Background
Social anxiety disorder (SAD) is a serious psychiatric condition with a high prevalence, and a typical onset during childhood/adolescence. The condition runs in families, but it is largely unknown which neurobiological characteristics transfer this genetic vulnerability (‘endophenotypes’). Using data from the Leiden Family Lab study on SAD, including two generations of families genetically enriched for SAD, we investigated whether social anxiety (SA) co-segregated with changes in intrinsic functional connectivity (iFC), and examined heritability.
Methods
Functional MRI data were acquired during resting-state in 109 individuals (56 males; mean age: 31·5, range 9·2-61·5 years). FSL's tool MELODIC was used to perform independent component analysis.
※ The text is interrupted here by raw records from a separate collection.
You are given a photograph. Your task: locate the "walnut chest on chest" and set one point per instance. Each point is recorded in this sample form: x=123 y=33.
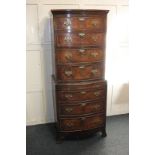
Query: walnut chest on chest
x=80 y=88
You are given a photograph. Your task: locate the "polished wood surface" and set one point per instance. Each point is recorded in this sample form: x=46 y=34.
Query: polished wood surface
x=79 y=72
x=82 y=123
x=79 y=55
x=83 y=95
x=82 y=108
x=80 y=38
x=77 y=23
x=80 y=87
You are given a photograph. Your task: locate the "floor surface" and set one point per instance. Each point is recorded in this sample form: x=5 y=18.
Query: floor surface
x=40 y=140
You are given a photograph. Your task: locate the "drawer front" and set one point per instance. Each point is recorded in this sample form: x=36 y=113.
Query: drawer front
x=82 y=123
x=84 y=95
x=79 y=39
x=80 y=23
x=79 y=72
x=79 y=55
x=70 y=124
x=82 y=108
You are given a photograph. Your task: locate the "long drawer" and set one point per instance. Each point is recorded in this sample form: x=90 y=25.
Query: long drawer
x=84 y=95
x=82 y=108
x=97 y=84
x=78 y=72
x=80 y=23
x=82 y=123
x=78 y=55
x=80 y=38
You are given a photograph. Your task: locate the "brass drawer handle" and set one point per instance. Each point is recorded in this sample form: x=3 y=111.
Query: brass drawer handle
x=83 y=104
x=68 y=39
x=96 y=106
x=82 y=52
x=94 y=38
x=68 y=95
x=97 y=93
x=69 y=124
x=83 y=92
x=94 y=22
x=81 y=34
x=81 y=67
x=68 y=73
x=67 y=22
x=83 y=118
x=94 y=54
x=68 y=56
x=81 y=19
x=69 y=109
x=94 y=71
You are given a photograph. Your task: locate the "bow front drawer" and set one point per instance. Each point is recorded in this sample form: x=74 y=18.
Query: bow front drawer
x=80 y=23
x=80 y=39
x=83 y=95
x=79 y=72
x=82 y=108
x=82 y=123
x=79 y=55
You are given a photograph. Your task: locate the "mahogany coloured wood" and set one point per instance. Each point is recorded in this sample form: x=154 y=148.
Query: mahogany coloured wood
x=80 y=87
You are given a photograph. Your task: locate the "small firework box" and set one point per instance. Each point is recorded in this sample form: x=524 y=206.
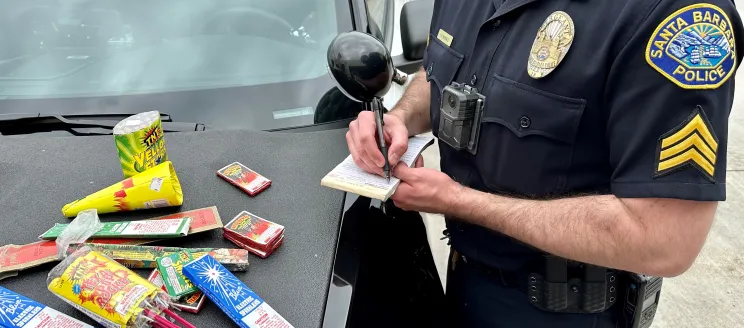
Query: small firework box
x=231 y=295
x=170 y=269
x=192 y=303
x=244 y=178
x=14 y=258
x=145 y=257
x=170 y=228
x=260 y=252
x=256 y=234
x=19 y=311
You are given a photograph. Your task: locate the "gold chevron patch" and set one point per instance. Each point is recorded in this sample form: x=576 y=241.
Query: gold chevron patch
x=692 y=143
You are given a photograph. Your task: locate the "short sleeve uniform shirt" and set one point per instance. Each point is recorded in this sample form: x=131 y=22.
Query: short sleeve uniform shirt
x=624 y=97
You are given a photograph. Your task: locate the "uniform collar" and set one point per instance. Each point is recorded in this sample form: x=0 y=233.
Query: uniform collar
x=504 y=7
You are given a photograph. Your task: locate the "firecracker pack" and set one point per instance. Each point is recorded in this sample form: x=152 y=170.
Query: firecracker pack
x=254 y=233
x=191 y=303
x=144 y=257
x=244 y=178
x=176 y=284
x=232 y=296
x=18 y=311
x=170 y=228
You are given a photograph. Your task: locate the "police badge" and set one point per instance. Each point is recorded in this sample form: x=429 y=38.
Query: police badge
x=551 y=44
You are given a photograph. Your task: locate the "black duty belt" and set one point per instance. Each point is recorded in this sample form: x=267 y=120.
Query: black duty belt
x=559 y=285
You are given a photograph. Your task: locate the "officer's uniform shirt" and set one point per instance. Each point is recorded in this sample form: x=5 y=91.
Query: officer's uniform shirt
x=638 y=107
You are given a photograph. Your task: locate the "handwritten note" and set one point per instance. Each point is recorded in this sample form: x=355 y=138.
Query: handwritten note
x=349 y=177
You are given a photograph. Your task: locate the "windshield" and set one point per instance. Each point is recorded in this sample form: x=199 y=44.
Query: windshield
x=211 y=61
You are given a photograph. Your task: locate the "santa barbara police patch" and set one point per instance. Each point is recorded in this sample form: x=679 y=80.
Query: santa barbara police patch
x=694 y=47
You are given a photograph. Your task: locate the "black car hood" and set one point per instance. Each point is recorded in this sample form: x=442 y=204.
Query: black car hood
x=39 y=175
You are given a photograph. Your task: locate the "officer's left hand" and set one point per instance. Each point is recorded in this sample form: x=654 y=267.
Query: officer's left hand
x=423 y=189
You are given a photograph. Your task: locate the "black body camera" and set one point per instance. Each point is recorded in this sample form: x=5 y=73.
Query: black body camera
x=460 y=116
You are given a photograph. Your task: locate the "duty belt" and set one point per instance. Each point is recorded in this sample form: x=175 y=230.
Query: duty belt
x=584 y=288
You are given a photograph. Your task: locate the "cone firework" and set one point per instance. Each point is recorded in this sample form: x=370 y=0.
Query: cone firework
x=156 y=187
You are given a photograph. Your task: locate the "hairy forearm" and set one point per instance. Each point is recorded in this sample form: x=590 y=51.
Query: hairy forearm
x=599 y=230
x=413 y=106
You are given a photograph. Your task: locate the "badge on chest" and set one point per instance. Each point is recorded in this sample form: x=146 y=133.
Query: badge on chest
x=553 y=40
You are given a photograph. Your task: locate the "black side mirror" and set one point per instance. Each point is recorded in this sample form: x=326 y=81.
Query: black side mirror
x=415 y=20
x=362 y=67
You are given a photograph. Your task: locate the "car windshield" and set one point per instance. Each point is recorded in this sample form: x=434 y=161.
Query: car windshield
x=226 y=63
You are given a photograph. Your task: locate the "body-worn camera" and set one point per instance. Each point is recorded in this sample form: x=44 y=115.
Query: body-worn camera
x=643 y=293
x=460 y=115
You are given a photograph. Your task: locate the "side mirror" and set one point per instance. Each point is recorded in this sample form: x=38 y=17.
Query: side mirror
x=415 y=20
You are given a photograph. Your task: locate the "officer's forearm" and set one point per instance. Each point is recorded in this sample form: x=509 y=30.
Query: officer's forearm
x=660 y=237
x=413 y=106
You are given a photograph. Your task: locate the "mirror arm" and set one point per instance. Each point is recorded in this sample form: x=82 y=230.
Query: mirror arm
x=407 y=66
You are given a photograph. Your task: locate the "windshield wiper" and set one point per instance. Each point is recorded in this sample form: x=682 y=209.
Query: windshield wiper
x=16 y=124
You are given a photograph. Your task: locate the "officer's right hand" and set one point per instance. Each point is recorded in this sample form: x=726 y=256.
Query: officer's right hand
x=362 y=141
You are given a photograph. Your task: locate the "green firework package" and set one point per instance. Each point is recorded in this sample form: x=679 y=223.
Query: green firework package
x=139 y=140
x=168 y=228
x=175 y=282
x=144 y=257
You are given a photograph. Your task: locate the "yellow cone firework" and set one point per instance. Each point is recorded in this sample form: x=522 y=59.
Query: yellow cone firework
x=156 y=187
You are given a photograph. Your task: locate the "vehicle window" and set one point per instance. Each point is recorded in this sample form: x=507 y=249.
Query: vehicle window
x=78 y=48
x=377 y=10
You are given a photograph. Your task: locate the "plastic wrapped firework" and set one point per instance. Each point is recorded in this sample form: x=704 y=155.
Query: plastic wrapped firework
x=109 y=293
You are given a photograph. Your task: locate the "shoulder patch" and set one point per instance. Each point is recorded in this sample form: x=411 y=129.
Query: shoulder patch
x=692 y=143
x=694 y=47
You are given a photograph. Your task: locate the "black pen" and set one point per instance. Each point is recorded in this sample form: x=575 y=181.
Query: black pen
x=377 y=109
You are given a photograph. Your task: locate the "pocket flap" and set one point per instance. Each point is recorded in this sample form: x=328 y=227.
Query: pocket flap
x=441 y=62
x=526 y=110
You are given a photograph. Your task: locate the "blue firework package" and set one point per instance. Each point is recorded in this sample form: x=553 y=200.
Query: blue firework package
x=231 y=295
x=18 y=311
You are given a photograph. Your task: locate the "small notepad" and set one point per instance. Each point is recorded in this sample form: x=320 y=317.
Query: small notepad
x=348 y=177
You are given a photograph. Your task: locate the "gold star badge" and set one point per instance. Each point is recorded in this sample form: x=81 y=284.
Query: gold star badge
x=553 y=40
x=692 y=143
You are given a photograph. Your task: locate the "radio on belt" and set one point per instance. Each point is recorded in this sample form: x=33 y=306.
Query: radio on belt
x=642 y=300
x=460 y=115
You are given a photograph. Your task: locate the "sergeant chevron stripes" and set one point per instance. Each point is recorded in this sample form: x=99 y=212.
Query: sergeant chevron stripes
x=692 y=143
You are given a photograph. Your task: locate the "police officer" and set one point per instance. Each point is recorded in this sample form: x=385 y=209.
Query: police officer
x=602 y=145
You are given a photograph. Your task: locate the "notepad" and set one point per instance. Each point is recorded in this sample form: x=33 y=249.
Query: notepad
x=348 y=177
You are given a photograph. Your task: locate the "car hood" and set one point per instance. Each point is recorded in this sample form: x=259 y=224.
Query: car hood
x=40 y=175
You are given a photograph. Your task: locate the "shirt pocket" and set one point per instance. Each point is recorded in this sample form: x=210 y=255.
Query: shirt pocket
x=527 y=138
x=440 y=64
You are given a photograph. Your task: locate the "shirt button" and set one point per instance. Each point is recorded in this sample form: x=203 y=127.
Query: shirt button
x=524 y=122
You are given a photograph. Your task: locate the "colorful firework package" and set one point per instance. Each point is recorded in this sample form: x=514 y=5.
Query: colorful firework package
x=85 y=225
x=192 y=303
x=170 y=228
x=19 y=311
x=170 y=269
x=14 y=258
x=144 y=257
x=154 y=188
x=232 y=296
x=256 y=234
x=139 y=139
x=244 y=178
x=109 y=293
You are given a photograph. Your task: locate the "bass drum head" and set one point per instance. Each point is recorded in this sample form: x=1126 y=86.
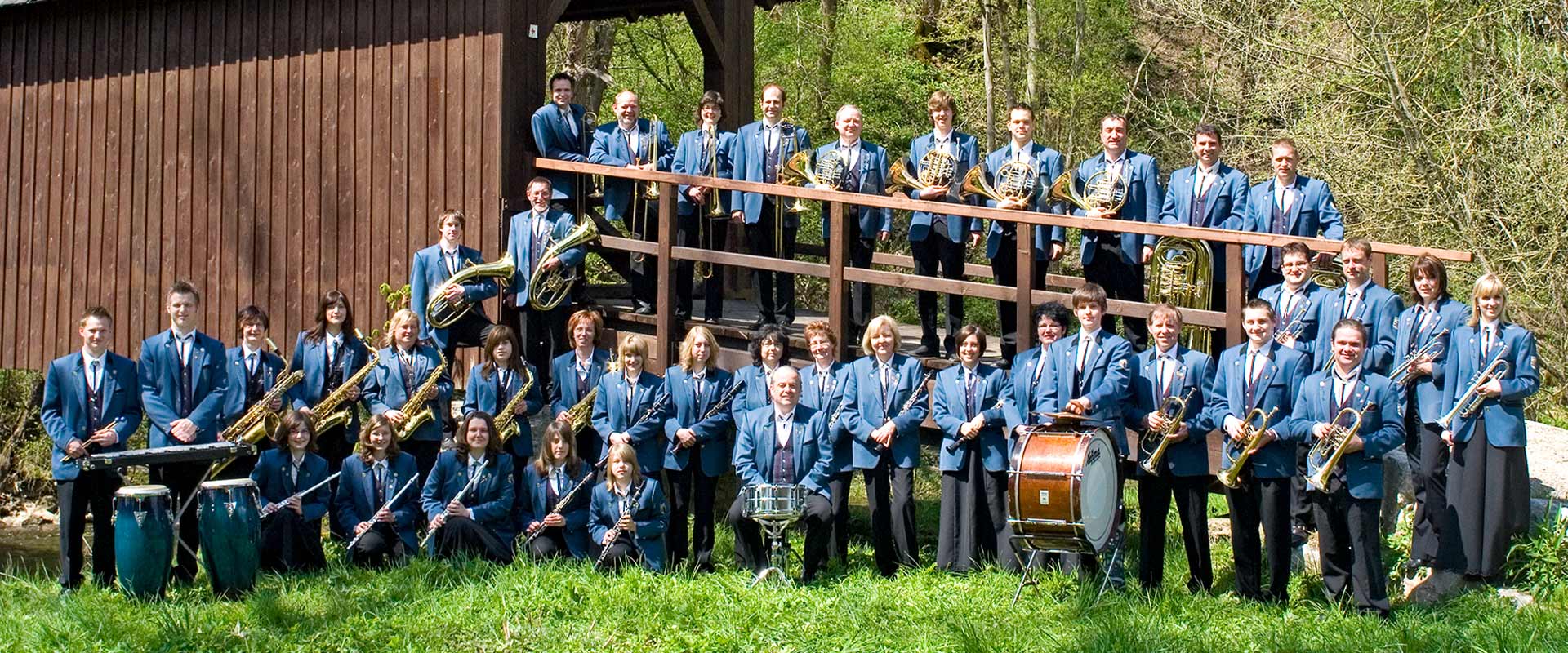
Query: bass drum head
x=1098 y=489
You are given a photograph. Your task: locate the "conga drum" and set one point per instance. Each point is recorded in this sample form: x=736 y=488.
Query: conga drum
x=143 y=539
x=229 y=530
x=1062 y=489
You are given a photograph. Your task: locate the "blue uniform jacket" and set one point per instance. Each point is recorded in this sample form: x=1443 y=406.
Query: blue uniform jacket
x=385 y=389
x=1192 y=381
x=160 y=387
x=356 y=499
x=1142 y=175
x=612 y=414
x=65 y=407
x=311 y=356
x=686 y=409
x=608 y=149
x=651 y=516
x=1276 y=387
x=750 y=153
x=1504 y=414
x=274 y=484
x=871 y=407
x=1382 y=428
x=951 y=409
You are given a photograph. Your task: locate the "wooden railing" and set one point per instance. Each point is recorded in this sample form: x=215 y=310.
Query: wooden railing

Six networks of interest (default mode, dorsal attention, executive control, frontoparietal, limbic and salience) were identified at the group-level and used to generate subject-specific spatial maps. Voxel-wise regression models, with SA-level as predictor and voxel-wise iFC as candidate endophenotypes, were performed to investigate the association with SA, within masks of the networks of interest. Subsequently, heritability was estimated.
Findings
SA co-segregated with iFC within the dorsal attention network (positive association in left middle frontal gyrus and right postcentral gyrus) and frontoparietal network (positive association within left middle temporal gyrus) (cluster-forming-threshold
z
>2·3, cluster-corrected extent-threshold
p
<0·05). Furthermore, iFC of multiple voxels within these clusters was at least moderately heritable.
Interpretation
These findings provide initial evidence for increased iFC as candidate endophenotype of SAD, particularly within networks involved in attention. These changes might underlie attentional biases commonly present in SAD.
Funding
Leiden University Research Profile ‘Health, Prevention and the Human Lifecycle’.